Israel’s High Court ordered army bulldozers to temporarily halt the demolition of Palestinian homes in a military firing zone after a number of homes were razed Tuesday morning.
Israeli forces began destroying dozens of structures Tuesday morning in two Palestinian villages south of Hebron, after the buildings were declared illegal by the body that oversees civilian Israeli activities in the territories.
The High Court ordered a stop to the demolitions until at least February 9 and required the state to respond by that date.
Before the court’s stay was ordered, soldiers destroyed 24 structures in and around the village of Khirbet Jenbah south of Hebron, the Association of Civil Rights in Israel said.
Forces arrived at around 7 a.m. and carried out the demolitions, leaving 12 families temporarily homeless, Nidal Younes, head of a local village council, told AFP.
“In total it is around 80 people,” he said.
Approximately 40 buildings had been marked for demolition in the village and neighboring hamlet Khirbat el-Halawa, according to the B’tselem organization.
The Defense Ministry’s Coordinator of Government Activities in the Territories confirmed the demolitions and said they came after a drawn-out arbitration over the fate of the buildings yielded no results.
“The buildings being demolished in Firing Zone 918 were illegally constructed,” COGAT said in a statement. “During the last two years, the [Defense Ministry] Civil Administration has been conducting a dialogue process with the population in order to legalize the structures.
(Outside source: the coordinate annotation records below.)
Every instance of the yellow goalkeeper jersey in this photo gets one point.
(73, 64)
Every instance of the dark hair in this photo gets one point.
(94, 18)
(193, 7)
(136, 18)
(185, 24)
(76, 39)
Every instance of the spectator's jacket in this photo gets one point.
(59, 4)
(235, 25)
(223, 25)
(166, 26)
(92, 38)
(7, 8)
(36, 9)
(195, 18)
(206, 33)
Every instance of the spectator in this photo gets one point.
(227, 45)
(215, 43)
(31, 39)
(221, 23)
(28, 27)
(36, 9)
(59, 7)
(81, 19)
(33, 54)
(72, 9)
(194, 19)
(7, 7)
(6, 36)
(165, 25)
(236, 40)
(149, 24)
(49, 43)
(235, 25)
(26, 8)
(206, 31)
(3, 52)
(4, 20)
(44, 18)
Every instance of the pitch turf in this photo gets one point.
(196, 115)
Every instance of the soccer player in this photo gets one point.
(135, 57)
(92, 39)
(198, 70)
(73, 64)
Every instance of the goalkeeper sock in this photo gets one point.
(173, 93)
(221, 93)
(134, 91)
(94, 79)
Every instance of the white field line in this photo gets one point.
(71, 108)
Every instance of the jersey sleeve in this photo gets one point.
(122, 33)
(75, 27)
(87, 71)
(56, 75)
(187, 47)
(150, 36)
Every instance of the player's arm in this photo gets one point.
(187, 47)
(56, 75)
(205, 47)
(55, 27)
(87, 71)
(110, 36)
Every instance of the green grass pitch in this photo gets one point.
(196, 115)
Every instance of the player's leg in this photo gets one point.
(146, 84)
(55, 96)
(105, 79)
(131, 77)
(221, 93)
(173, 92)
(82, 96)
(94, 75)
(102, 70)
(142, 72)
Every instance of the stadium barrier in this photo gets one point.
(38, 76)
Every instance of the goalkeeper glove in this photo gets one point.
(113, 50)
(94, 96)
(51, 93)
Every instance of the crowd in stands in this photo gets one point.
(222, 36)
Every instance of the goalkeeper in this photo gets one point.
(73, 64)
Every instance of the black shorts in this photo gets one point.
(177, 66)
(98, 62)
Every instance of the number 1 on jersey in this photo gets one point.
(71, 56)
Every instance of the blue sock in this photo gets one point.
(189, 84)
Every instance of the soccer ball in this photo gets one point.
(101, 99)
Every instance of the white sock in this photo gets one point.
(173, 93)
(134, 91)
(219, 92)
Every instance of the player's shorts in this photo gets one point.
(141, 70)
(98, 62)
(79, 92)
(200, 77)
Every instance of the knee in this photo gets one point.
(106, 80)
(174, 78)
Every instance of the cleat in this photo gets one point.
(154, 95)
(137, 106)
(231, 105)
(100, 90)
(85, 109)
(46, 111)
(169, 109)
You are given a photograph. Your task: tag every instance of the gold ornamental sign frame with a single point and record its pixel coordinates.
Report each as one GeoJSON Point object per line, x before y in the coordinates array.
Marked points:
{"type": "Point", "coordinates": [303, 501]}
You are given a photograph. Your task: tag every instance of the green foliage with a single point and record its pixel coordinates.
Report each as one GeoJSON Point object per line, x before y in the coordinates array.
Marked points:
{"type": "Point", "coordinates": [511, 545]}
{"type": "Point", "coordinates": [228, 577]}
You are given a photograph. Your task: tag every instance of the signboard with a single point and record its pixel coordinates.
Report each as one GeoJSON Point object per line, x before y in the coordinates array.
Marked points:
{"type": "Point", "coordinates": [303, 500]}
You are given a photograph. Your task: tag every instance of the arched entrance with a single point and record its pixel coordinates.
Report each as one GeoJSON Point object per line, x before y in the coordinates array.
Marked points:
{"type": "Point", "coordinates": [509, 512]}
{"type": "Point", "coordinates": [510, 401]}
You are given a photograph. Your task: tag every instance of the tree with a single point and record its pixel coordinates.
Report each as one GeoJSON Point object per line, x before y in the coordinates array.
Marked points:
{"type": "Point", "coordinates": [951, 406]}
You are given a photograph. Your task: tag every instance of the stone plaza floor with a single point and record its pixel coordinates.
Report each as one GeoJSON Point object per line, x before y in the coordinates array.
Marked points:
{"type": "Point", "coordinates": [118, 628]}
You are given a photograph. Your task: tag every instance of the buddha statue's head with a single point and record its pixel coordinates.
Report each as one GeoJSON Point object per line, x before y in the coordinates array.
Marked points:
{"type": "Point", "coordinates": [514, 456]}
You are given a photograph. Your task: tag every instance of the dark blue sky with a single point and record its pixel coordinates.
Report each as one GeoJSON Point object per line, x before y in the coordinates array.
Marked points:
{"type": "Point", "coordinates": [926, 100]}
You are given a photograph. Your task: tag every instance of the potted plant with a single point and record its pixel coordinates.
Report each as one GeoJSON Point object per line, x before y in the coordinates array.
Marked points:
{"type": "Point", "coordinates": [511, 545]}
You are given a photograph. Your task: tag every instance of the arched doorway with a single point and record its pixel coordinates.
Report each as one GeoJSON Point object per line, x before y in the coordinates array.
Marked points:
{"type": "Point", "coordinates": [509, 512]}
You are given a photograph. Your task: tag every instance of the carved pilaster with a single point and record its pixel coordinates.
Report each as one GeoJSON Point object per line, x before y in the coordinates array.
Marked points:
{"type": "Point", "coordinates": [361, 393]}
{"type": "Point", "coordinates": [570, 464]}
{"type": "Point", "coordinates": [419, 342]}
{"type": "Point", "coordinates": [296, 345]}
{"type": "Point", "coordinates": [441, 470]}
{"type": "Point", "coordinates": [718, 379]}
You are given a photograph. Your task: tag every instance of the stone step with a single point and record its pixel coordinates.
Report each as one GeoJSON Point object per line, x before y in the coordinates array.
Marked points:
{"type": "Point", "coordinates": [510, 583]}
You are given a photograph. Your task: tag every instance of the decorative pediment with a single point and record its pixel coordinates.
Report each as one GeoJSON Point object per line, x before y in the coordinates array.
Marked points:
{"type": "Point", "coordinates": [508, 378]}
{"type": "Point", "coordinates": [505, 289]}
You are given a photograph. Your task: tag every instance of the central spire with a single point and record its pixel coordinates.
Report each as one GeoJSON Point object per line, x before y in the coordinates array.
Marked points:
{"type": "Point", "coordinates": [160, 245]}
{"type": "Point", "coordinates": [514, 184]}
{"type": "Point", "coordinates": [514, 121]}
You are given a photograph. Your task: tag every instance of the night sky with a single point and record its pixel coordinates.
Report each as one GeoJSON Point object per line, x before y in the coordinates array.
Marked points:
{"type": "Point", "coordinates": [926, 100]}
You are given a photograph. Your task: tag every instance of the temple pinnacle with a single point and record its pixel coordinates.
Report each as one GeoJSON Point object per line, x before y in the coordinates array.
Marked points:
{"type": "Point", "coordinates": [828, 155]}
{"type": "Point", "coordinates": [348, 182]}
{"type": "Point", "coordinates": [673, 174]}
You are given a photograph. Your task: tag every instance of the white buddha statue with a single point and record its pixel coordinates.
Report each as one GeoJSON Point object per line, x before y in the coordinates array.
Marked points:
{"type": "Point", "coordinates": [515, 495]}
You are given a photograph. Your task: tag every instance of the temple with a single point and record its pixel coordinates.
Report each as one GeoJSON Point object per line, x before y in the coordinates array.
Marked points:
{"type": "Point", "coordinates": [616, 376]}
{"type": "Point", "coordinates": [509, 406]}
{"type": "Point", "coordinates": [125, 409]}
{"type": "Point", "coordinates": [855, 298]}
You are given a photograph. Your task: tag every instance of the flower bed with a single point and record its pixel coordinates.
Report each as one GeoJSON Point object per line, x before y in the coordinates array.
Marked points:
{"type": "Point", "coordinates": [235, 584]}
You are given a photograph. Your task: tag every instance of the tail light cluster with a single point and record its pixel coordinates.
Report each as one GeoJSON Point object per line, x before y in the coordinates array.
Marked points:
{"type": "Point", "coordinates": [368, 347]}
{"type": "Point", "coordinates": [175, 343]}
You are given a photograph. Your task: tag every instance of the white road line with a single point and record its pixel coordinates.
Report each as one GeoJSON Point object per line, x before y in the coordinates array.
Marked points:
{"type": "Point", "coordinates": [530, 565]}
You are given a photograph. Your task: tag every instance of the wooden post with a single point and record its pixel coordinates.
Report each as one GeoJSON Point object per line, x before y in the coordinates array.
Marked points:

When the building owners showed no willingness to get the situation in order and illegal construction did not stop, measures were taken in accordance with the law.”
Firing Zone 918 encompasses approximately 115 square miles and was declared a restricted military zone in the 1970s.
In 1999 evacuation orders were issued to inhabitants of the villages in the area, sparking a long legal battle.
The petition against the demolitions was presented by The Society of St. Yves, a Catholic human rights NGO based in Israel. According to a statement on the group’s Facebook page, the structures marked for demolition were funded by the European Union.
An EU spokesperson in East Jerusalem confirmed that 10 buildings out of those demolished were EU funded and criticized the decision to raze the structures.
Army veterans group Breaking the Silence, which says it exposes IDF wrongdoing in the territories, called the move the “largest demolition order” in over a decade.
The Defense Ministry has declared that the structures do not have the appropriate permits.
The Supreme Court ruled in May that the Civil Administration had the right to demolish Palestinian homes in the area because they had been built without permission.
Human rights groups have repeatedly challenged Israel’s claim to the land, arguing it is illegal to establish a military zone in occupied territory, Sarit Michaeli from B’Tselem told AFP.
The families, many of whom are cave dwellers, argue their ancestors have lived on the land since long before Israel occupied the West Bank in 1967.
In total, more than 1,000 people could be affected, Michaeli explained, as there are around 10 other villages that could face similar action.
In a letter sent to Defense Minister Moshe Ya’alon Tuesday morning, Knesset Member Dov Khenin of the Joint (Arab) List called for the demolitions to be stopped, saying they would leave people homeless in the middle of the cold winter months.
“The decision came without prior warning, in a sudden and extreme move that will leave many families without a roof over their heads during the winter,” Khenin wrote.